Bitcoin (BTC) experienced $1.04 billion in net inflows to exchanges this week, effectively reversing three weeks of outflows, according to IntoTheBlock. This shift highlights market uncertainty driven by macroeconomic factors. The $1.3 billion inflow contributed to $3.2 million in total BTC transaction fees, a 10.74% decline from the previous week.
Large exchange inflows often signal potential selling pressure, as traders transfer assets for liquidation. This trend has fueled speculation about Bitcoin’s next price movement, especially after weeks of stagnation.
Institutional interest in Bitcoin continues to grow. CNBC reported that GameStop (NYSE:GME) is exploring potential investments in Bitcoin and other cryptocurrencies, although the company is still assessing the move’s alignment with its business strategy.
Bitcoin saw a brief surge to $98,980 on Friday following strong U.S. January retail sales data, which exceeded analyst expectations and raised hopes for a Federal Reserve rate cut in the first half of 2025. However, Bitcoin quickly retreated, trading at $97,612 at the time of writing, down 0.21% in the last 24 hours. This marks the fifth consecutive weekend of decline, with BTC remaining below its 50-day simple moving average (SMA) of $98,758.
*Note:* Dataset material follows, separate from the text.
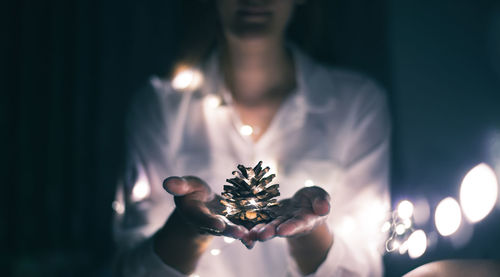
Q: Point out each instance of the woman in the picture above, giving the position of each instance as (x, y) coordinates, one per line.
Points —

Economic concerns, including higher-than-expected CPI data, have weighed on Bitcoin, with prices dipping near $94,000 earlier this week. Federal Reserve Chair Jerome Powell reiterated the Fed’s focus on reducing inflation during a House Financial Services Committee meeting, noting significant progress but emphasizing that the fight against inflation is not over.
As Bitcoin hovers in a narrow range, traders await its next significant move, balancing macroeconomic pressures and growing institutional interest.